What resource is this EML document describing? Are we referring to the EML document that will describe any site’s data to be harvested? Or is this EML document describing the derived and integrated set of tables that currently comprise the ClimHy relational database?  Is the “encoded metadata” the specialized ClimDB/HydroDB metadata entered through web forms in the current implementation?

Some follow up thoughts for discussion…

Will the harvested data simply be our climate and streamflow data that will be modified in PASTA using workflow scripts to place in the PASTA ClimHydro database? Or, will we continue to harvest our data as always with an EML document used to describe the current exchange format?  Will the additional ClimDB metadata elements (now captured through web forms) be packaged into existing EML elements based on “best practice”, or will an extension to EML be developed for purposes of this specialized ClimDB/HydroDB metadata?  To what extent can SiteDB and/or personnelDB be employed to capture key coordinate information about stations, station and measurement histories, etc., or personnel?

integration plan comments

I think the general implementation is well laid out, but the details are missing.  The exact steps of how each phase of the integration will be accomplished are missing.  Will there be a beta testing group of a few sites or will all sites get through this together?  I also feel that the timeline is a bit presumptuous and unrealistic since it requires input/work from IMC. 

In 2011, how and when will the IMC develop an EML document for ClimHy requirements?  It's not exactly clear what exactly this document is and its development will require a working group and volunteer time of IMC members.  It may be more realistic to hold the discussion to develop an approach with IMC in 2011 and maybe we can put some time into our annual meeting for work on this.  However, with the EIMC this year, the annual meeting time is limited.  It may be necessary to hold a specific workshop to accomplish this, which likely wouldn’t happen until late 2011 or early 2012.  It also seems like the whole ‘requirements building’ effort would be an iterative process and may actually take several months to build.  I don’t have enough experience in this to say, but these are my thoughts about 2011 work.

In 2012, I could see a training session for creating EML for ClimHy harvests.  I think that this will be necessary to get all sites to create EML.  Will you start with a test group of sites? 

For the 2013 work, where IMC will assist LNO in the development of a RESTful web service, it seems that there are only a few people within the IMC that have the capability to do this.  Will this be IM Buy out time and/or a small workshop (like for the current Database Redesign group)?  Maybe we’ll be experts by then!  It’s also not clear what the sites will need to do on their end to take advantage of the RESTful web services to harvest data into the common PASTA framework.  Maybe there’s nothing that the site’s need to do since the data delivery information will be described in the EML, right?

The work for 2014 and 2015 sound like reasonable next steps and don’t necessarily require any IMC commitments.  However, if you talk about tools, it seems like scientists/researchers may need to be involved to ensure that the tools they want/need are being developed.  When and by what mechanism will this type of interaction happen?

Synthesis database applications and Database Integration

Synthesis database applications: It is not clear what the term "synthesis database applications" means.
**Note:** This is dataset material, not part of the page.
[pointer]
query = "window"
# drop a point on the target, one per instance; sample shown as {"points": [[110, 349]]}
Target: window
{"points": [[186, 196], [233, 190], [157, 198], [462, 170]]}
Is it a web service that allows you to manage data files with the same structure for comparison, distribution, etc?

Database Integration: it would be nice to say how integrating these databases into PASTA we will achieve the coordination between these projects and what the ultimate goal is. I thought it was synthesis but taking into account the term "synthesis database applications" each individual project (EcoTrends, Climhy) achieves a certain level of synthesis. What does PASTA provide to achieve whatever goal it has? Does it allow the user to join data with different structures?